Matt Whitchurch is tremendous as vulnerable, secret self-harmer, occasional drug-taker Tom. He conveys the volcanic overspill of anxiety, unspeakable distress and internal torture so spot-on, it’s vividly real. No one listens to what Tom wants and he can’t take it much longer. Nothing but galaxies of A*s and an Oxbridge place will do for his parents. Convinced they act purely out of love and that all they want is what’s best for their son, they ignore his desperate pleas, while his father’s string-pullings and abuse-of-privilege manipulations escalate insanely into gross immorality, bribery and corruption. For him, the end justifies the means, and what you can get away with is all that matters. (Well, he is an MP).
Playing breezy, sleazy Mark MP, during the Brexit referendum, is the playwright himself, Jonathan Lewis. He has his light and witty side, his impressions of a certain wiff-waffing Mr Johnson going down well, but exudes a natural air of superior entitlement and self-importance, and an unbending determination that Tom will fulfil the ambitions he decrees, no matter what. Spot-on, too, as caring mother Charlotte, keeping her career going through cancer, is Lewis’ real-life wife, Imogen Stubbs. Her love and ambition for Tom and concern for his future have her, like Mark, constantly on the poor boy’s case, but, as events reach explosive, unexpected heights, will she, Tom, and girlfriend, Frida, also sink to Mark’s immoral depths? The dynamic interaction of the four fine actors is brilliant.
Scholarship girl Frida, academically brighter than Tom, unlike him, has been left in peace by her single Portuguese chauffeur father to enjoy her studies without pressure. She recognises more clearly than Tom’s parents the toll that never-ending stress is taking on him. Robyn Cara portrays Frida beautifully as a sweet, understanding, caring, pretty mature, well-balanced girl, but one still not entirely carefree, nor immune from being swayed to the dark side.
This play is the second in Jonathan Lewis’s Education, Education, Education trilogy. A Level Playing Field (2015) dealt with the effects of exam-machine pressures on teenagers, this one deals with the effects on parents, too, while Means To An End will explore the (destructive, one suspects) impact on teachers forced to provide education as a commodity.
For the most part, Lewis’ dialogue is natural and punchy, though the risk of racing into rant and overlong, preachy protestation is only narrowly avoided in the opening scene. He might risk, too, overburdening the piece with a multiplicity of weighty issues – abortion, adultery, cancer, the generation gap, drugs, self-harm – but alas, these days, a complex cocktail of major problems is no longer the sole preserve of soap opera families.

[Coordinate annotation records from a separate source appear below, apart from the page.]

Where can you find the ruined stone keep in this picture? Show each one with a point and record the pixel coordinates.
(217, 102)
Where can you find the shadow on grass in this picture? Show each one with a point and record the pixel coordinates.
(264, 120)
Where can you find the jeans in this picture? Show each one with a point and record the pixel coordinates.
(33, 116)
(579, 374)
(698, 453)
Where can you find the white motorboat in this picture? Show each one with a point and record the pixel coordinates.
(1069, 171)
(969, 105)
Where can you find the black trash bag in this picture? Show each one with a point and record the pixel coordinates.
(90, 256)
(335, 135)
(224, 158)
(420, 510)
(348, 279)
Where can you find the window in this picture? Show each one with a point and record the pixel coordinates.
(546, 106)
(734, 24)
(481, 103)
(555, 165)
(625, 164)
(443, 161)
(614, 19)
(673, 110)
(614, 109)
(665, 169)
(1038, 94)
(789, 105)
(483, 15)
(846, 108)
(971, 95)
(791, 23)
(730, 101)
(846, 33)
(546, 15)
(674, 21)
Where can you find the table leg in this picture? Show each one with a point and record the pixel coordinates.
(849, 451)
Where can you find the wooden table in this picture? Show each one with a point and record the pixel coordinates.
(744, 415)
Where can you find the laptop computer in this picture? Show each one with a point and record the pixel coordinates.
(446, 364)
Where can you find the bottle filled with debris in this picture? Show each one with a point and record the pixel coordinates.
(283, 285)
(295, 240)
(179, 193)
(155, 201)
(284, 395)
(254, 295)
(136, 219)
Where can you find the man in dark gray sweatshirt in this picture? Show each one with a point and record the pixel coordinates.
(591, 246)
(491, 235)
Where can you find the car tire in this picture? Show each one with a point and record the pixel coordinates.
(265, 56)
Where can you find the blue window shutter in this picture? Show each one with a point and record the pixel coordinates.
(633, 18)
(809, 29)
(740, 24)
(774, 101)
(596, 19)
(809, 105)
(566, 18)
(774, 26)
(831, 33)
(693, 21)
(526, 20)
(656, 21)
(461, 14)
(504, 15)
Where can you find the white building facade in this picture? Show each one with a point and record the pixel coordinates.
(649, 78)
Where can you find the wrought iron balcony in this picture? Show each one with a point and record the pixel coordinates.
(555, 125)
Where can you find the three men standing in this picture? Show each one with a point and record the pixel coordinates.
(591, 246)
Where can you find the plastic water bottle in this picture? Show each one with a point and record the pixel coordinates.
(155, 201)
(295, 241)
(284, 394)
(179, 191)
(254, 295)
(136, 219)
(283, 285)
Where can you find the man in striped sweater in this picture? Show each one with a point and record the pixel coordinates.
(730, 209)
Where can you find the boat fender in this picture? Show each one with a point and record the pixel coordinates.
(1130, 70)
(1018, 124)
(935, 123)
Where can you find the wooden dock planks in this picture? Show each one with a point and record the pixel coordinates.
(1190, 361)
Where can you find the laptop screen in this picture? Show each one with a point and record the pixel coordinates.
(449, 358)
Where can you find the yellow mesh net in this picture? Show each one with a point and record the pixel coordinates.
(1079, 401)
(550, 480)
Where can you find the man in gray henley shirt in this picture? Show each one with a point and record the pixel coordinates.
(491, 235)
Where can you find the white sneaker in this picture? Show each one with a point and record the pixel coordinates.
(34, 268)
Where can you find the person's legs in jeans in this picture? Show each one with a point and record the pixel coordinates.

With serious events and intense emotions riding furiously towards physical violence and tragedy, the audience needs breathing spaces. Voice and video clips (- from ‘Charlie Bit My finger’, Boris snippets and a war game video to childhood photos, cracker jokes, dance music and The Seal Chorus) add lighter variety, while witty banter and humour are strong throughout. Indeed, when Charlotte’s unforgivable ‘between Tom and I‘ is triumphantly corrected to ‘between Tom and me‘ ,hearts lift sky-high!
Though the dance routine in Act I seems somewhat contrived, Tom’s trumpet solo finale is painfully poignant. In sad, defeated triumph he stands, Christmas cracker crown on his head, playing his heart out in a magnificent, soulful rendition of I Get Along Without You Very Well. (If only they’d let him!) Everyone has a song to sing, Tom tells us, but not everyone gets the chance, and with our senseless obsession with misguided measurements, tables and statistics, songs are being stifled left, right and centre. But just as Chet Baker was determined to play trumpet again even after his teeth were smashed, maybe there’s always a glimmer of hope.